Published On: 21. September 2021 11:06

A Daily Sceptic reader has just returned from a trip to Spain and Italy and has sent us this guest post. Depressing reading.

One of the lovelier benefits to travel is the perspective it lends to life at home. Usually, this revolves around how the British sky and food is more dull than we realise, but after two recent trips to Spain and Italy one would be forgiven for thinking that Blighty is a post-covid, liberal, free-thinking nirvana.

Both countries in question reported big Covid numbers – broadly in line with ours. Now both have similar vaccination levels and both are reporting broadly similar case daily numbers too. Their supine adoption of the ‘passport’ has been relatively well documented but but to walk the streets or beaches in either is to see a population cowed by face mask legislation. Masks are obligatory more or less everywhere indoors but it is the manner of their adoption which makes it all the more depressing.

Two nationalities (which one might playfully suggest are known for their selective application of some rules) have taken to the wearing of masks with quiet supplication. When viewed with the rapid dropping of masks we are enjoying at home this makes for a most depressing spectacle.

The farcical insistence that a face mask is worn when walking from a beach bed to a bar is barely credible yet the adherence is almost total. Equally, to see a solitary, masked parking attendant standing in a country lane is absurd as it is worrying.

The beautiful and ancient Fallas of Valancia this year were reconvened after the pandemic, but despite taking place in deserted streets the participants were still required to wear masks alongside their fabulous consumes.

Of course, there is the human element, our children grumbled at wearing a mask – it was uncomfortable, new for them and scary – and were barely challenged when they did not. But the fact remains that every other child was happily going about with a mini-mask strapped to their face.

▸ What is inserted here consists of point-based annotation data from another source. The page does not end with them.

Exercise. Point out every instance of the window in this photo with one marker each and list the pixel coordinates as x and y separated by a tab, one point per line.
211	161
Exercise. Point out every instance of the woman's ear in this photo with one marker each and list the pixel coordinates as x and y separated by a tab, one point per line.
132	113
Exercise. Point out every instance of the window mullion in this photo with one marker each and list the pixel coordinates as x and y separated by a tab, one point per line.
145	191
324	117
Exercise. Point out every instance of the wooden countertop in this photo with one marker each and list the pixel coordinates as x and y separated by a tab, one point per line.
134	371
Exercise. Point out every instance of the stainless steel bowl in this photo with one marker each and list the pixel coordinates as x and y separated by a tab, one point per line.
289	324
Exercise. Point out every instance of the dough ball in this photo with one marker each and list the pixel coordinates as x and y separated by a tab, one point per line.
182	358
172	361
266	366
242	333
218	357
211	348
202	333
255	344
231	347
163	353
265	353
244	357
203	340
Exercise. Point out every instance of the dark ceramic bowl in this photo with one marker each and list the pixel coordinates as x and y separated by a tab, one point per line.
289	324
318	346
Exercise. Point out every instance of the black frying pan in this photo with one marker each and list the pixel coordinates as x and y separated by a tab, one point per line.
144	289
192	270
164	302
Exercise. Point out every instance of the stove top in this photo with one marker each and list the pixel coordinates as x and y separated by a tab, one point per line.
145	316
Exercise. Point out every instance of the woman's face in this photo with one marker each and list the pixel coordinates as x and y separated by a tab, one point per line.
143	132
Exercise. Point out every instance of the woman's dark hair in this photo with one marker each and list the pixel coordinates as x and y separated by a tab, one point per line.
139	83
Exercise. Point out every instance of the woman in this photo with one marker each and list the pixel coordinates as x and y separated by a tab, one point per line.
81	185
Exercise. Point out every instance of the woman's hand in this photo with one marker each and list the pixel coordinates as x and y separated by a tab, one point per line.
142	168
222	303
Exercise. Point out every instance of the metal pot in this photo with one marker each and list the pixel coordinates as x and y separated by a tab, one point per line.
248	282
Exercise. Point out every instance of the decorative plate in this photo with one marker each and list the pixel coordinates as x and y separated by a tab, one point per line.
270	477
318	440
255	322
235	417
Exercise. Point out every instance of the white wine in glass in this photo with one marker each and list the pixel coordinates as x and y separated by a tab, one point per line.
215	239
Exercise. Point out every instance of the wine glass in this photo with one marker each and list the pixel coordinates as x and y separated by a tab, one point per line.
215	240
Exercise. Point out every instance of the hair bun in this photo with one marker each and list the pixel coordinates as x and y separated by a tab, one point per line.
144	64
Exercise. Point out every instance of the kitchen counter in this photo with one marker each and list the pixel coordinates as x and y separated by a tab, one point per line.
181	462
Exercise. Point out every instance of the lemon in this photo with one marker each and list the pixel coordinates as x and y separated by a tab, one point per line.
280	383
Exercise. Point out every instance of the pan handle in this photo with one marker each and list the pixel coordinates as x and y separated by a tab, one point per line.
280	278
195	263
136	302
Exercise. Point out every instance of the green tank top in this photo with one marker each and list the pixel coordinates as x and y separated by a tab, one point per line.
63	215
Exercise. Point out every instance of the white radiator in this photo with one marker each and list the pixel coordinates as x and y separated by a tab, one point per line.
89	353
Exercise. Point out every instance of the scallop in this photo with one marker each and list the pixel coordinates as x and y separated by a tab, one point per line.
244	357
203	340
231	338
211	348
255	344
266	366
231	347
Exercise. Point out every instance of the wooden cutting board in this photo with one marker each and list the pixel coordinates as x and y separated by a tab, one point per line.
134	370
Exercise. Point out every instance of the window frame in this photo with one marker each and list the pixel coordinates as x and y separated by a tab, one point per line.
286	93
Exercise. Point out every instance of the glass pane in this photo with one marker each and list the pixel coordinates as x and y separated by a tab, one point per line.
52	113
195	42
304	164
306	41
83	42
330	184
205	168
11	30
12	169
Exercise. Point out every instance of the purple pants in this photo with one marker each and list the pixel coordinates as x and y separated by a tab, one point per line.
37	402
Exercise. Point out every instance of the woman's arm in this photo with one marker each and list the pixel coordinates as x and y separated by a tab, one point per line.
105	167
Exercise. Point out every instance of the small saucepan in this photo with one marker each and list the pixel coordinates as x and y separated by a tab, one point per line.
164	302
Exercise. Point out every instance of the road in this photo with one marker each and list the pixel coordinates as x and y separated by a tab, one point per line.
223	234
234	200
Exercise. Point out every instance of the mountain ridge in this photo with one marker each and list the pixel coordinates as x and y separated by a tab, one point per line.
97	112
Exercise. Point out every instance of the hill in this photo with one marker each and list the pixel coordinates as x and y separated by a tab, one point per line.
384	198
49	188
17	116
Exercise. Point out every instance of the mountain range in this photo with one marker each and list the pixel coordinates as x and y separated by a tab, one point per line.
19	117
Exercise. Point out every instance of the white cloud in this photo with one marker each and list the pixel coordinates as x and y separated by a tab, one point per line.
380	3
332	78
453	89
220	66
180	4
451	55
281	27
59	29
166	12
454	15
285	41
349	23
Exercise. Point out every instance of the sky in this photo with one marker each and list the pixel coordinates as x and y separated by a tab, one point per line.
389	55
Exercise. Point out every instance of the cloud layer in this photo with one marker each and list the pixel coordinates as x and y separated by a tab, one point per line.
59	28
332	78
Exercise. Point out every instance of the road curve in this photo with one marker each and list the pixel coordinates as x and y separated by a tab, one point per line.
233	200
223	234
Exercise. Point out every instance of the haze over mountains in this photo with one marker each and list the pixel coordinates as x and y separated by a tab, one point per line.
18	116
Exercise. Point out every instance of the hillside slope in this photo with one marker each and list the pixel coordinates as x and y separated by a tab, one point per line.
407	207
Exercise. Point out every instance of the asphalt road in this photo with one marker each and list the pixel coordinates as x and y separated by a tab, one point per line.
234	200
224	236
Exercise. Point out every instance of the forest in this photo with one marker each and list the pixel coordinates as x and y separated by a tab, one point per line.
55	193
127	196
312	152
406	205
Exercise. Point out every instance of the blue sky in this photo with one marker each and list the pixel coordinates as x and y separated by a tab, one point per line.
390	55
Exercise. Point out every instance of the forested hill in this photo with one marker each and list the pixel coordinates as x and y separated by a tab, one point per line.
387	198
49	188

One wonders if this can be traced back to their lockdowns. Neither country closed schools to any great extent but children were required to wear masks at school. Equally, neither had such a wholesale adoption of home-working as here and while offices opened earlier than in the U.K., many people wore masks at their desks and were often banned from using meeting rooms, asked instead to use virtual conferencing with their colleagues a few yards away.

I cannot comment on the mask hesitancy or counter-arguments that have been made – of which I am sure there have been many, but writing this in a charming pizzeria in Milan I note that I was reminded to wear my mask by two people upon arrival and had my temperature taken to walk the 10 paces from the door to the terrace – whereupon my mask is not required.

If it wasn’t so sad it would be funny.